NASA launches a rockets at t=0 seconds. Its height, in meters above sea level, as a function of time is given by h(t)=-4.9t squared +49t+283. Assuming that the rocket will splash down into the ocean, at what time does splashdown occur?

The rocket splashes down after___seconds
How high above sea level does the rocket get at its peak?
The rocket peaks at _____ meters above sea level.

1 answer

To determine the time of splashdown and the maximum height of the rocket, we start with the height function given by:

\[ h(t) = -4.9t^2 + 49t + 283 \]

Part 1: Time of Splashdown

The splashdown occurs when the height \( h(t) \) is equal to 0. We need to solve the equation:

\[ -4.9t^2 + 49t + 283 = 0 \]

We can use the quadratic formula to find the values of \( t \):

\[ t = \frac{-b \pm \sqrt{b^2 - 4ac}}{2a} \]

Here, \( a = -4.9 \), \( b = 49 \), and \( c = 283 \). Now we calculate the discriminant \( b^2 - 4ac \):

\[ b^2 - 4ac = 49^2 - 4 \cdot (-4.9) \cdot 283 \]

Calculating \( 49^2 \):

\[ 49^2 = 2401 \]

Now, calculate \( -4 \cdot (-4.9) \cdot 283 \):

\[ -4 \cdot (-4.9) \cdot 283 = 19.6 \cdot 283 = 5554.8 \]

So,

\[ b^2 - 4ac = 2401 + 5554.8 = 7955.8 \]

Now substituting back into the quadratic formula:

\[ t = \frac{-49 \pm \sqrt{7955.8}}{2 \cdot -4.9} \]

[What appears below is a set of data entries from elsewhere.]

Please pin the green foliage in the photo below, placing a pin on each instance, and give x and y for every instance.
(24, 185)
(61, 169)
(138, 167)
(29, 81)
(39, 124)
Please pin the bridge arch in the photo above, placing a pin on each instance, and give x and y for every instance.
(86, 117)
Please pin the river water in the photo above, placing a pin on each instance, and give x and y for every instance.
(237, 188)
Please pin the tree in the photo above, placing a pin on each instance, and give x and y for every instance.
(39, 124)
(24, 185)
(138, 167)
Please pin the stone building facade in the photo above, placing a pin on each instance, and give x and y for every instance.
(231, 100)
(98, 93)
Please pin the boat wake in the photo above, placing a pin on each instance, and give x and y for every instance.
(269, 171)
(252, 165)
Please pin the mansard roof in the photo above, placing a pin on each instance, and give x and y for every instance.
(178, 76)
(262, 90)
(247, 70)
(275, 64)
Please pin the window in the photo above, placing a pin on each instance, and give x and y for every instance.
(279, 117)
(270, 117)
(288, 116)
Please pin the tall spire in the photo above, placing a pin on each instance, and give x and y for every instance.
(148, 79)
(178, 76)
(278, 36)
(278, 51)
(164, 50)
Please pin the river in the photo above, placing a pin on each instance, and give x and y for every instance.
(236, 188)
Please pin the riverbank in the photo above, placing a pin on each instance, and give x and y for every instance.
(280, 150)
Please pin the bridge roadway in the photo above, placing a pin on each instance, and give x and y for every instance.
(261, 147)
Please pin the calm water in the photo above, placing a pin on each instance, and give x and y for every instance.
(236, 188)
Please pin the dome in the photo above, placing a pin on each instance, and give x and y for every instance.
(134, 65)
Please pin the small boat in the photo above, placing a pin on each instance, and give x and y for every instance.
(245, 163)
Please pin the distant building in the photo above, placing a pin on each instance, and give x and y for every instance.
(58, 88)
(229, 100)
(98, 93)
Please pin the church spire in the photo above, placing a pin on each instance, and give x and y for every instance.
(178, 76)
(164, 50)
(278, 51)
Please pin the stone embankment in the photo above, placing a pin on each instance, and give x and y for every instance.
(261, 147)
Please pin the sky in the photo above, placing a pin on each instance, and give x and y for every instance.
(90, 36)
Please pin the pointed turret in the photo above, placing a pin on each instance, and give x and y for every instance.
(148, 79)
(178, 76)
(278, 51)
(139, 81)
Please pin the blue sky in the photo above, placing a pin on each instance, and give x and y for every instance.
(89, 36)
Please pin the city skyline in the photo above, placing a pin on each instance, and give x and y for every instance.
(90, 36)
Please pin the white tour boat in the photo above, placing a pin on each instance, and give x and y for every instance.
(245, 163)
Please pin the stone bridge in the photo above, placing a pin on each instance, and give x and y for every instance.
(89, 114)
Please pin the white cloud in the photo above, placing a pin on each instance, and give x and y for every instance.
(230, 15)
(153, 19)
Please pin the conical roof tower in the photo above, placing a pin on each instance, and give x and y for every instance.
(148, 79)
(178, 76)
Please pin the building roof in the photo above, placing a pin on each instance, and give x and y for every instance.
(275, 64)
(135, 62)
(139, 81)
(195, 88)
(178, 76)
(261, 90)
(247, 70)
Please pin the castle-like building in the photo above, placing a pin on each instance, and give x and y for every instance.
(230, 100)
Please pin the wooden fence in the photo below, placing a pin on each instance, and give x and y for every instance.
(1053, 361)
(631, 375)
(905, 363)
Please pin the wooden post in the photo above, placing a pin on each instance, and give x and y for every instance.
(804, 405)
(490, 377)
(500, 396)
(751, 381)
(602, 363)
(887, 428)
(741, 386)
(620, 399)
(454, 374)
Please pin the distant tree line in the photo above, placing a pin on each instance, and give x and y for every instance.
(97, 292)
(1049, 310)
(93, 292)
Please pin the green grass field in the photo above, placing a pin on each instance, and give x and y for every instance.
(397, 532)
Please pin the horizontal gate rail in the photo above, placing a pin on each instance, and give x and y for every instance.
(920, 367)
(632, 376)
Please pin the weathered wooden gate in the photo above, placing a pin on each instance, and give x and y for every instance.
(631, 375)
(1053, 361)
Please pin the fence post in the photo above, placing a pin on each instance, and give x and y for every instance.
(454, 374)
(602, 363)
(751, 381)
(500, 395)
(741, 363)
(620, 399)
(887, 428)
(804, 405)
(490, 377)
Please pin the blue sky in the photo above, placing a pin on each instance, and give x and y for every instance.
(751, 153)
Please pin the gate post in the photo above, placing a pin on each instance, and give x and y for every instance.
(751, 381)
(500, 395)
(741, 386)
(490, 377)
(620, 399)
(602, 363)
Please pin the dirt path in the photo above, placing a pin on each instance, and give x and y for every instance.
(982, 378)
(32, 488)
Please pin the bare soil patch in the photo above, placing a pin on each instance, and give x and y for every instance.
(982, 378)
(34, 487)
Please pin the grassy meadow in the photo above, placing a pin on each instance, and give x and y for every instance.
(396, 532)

Calculating \( \sqrt{7955.8} \):

\[ \sqrt{7955.8} \approx 89.18 \]

Now substituting:

\[ t = \frac{-49 \pm 89.18}{-9.8} \]

Calculating the two possible solutions for \( t \):

  1. \( t_1 = \frac{-49 + 89.18}{-9.8} \)
  2. \( t_2 = \frac{-49 - 89.18}{-9.8} \)

Calculating \( t_1 \):

\[ t_1 = \frac{40.18}{-9.8} \approx -4.1 \quad (\text{Not a valid solution as time cannot be negative}) \]

Calculating \( t_2 \):

\[ t_2 = \frac{-138.18}{-9.8} \approx 14.1 \]

Thus, the splashdown occurs at approximately:

\[ \text{The rocket splashes down after } 14.1 \text{ seconds.} \]

Part 2: Maximum Height

The maximum height of a parabolic function \( h(t) = at^2 + bt + c \) occurs at the vertex. The time at which the maximum height occurs can be found using:

\[ t = -\frac{b}{2a} \]

Substituting \( a = -4.9 \) and \( b = 49 \):

\[ t = -\frac{49}{2 \cdot -4.9} = \frac{49}{9.8} \approx 5 \]

Now to find the maximum height, we substitute \( t = 5 \) back into the height function:

\[ h(5) = -4.9(5^2) + 49(5) + 283 \]

Calculating \( 5^2 = 25 \):

\[ h(5) = -4.9(25) + 245 + 283 \]

Now calculating:

\[ h(5) = -122.5 + 245 + 283 = 405.5 \]

So, the maximum height the rocket reaches is:

\[ \text{The rocket peaks at } 405.5 \text{ meters above sea level.} \]

Summary of Answers

  • The rocket splashes down after 14.1 seconds.
  • The rocket peaks at 405.5 meters above sea level.